17/01/2026
En caso, de una mamá que no descansa, que lleva tiempo durmiendo mal, ¿qué aconsejarías? ¿Cuando el bebé tiene más de dos años, merece la pena amamantar si estás sufriendo y no duermes?
Es muy difícil poner fecha o edad a esta respuesta porque hay niños pequeños que van a aceptar casi a la primera una restricción de las tomas nocturnas y otros que van a montar un escándalo tremendo. Los bebés se dejan porque son más dóciles y tienen menos recursos: lloran hasta quedar dormidos por agotamiento (en esto, se basan algunos métodos para enseñarles a dormir) pero no es el momento adecuado para limitar las tomas. Los niños que rondan el año, están en una fase especial de su desarrollo y de noche siguen con la necesitad de mamar para obtener la seguridad indispensable a su adaptación en esta etapa tan excitante y perturbadora (empezar a hablar, manipular todos los objetos a su alcance, la autonomía que da el andar para explorar el mundo que les rodea y una mayor comprensión del mismo). Pasado los dos años, los niños tienen más recursos para aceptar que la toma nocturna puede limitarse o desaparecer si se emplea con ellos una actitud cariñosa y si se les permite mamar de día.

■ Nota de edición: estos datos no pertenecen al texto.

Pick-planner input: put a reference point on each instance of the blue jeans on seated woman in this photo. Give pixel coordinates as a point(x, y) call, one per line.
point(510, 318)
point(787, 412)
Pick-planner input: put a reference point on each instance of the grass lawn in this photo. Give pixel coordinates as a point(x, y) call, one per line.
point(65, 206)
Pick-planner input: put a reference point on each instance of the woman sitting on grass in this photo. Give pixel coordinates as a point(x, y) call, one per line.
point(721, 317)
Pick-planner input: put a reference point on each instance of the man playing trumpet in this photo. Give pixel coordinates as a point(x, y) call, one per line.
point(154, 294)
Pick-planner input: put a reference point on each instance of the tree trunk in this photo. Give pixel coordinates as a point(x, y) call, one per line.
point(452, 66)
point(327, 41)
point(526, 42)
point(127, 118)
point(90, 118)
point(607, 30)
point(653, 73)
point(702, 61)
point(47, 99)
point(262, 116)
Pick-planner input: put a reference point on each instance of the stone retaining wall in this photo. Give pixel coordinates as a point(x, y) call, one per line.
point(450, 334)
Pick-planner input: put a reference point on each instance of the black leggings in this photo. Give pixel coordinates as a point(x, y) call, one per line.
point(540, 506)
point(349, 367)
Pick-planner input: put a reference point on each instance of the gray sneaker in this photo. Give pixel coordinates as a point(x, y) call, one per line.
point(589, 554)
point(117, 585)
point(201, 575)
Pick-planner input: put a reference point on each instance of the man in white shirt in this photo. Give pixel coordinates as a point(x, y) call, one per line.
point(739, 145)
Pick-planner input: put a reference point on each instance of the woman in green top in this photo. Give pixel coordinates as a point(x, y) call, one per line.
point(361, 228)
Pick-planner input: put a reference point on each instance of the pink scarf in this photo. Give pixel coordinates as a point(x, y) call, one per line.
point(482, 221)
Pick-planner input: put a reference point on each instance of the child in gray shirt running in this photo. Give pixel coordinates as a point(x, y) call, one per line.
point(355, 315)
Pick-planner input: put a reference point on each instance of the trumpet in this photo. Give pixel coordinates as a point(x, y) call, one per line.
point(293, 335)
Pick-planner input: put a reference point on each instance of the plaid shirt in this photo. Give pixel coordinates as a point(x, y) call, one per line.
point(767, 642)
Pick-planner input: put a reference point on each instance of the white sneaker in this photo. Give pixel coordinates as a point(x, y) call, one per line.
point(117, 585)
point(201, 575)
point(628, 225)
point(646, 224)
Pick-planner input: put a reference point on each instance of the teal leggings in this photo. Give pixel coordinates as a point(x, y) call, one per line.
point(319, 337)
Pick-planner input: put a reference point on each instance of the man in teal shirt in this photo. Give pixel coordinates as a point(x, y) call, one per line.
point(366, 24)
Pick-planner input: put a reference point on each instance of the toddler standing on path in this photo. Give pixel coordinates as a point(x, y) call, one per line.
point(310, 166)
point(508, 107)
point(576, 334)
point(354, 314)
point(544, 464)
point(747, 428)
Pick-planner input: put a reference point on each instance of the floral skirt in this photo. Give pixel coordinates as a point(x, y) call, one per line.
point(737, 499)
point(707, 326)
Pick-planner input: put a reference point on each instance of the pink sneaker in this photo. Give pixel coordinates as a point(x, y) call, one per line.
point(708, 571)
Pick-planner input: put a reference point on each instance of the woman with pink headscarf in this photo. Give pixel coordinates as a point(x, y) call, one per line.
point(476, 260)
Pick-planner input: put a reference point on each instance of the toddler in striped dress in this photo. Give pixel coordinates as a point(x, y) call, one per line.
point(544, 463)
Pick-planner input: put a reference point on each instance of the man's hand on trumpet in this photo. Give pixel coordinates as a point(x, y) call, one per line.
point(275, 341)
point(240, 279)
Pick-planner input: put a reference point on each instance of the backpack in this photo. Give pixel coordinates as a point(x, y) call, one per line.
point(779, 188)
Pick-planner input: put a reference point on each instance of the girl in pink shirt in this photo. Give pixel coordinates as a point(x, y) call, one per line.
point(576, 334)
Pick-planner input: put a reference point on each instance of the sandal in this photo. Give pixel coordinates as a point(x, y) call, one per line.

Cuando los intereses de la madre (necesito dormir) no coinciden con el comportamiento del niño (pido pecho toda la noche), ello indica que ha llegado el momento de reflexionar sobre la lactancia, la crianza, lo que una puede soportar y los sentimientos asociados a esta situación. Las madres que han dado el pecho a demanda hasta ahora se suelen sentir culpables por negar el pecho, por querer destetar, por no disfrutar de su hijo, por estar agotadas, por haber llegado hasta aquí, por imitar a las que siguen, por envidiar a las que lo han dejado, etc. En realidad están atrapadas entre la idealización de la lactancia y la realidad que puede ser muy dura.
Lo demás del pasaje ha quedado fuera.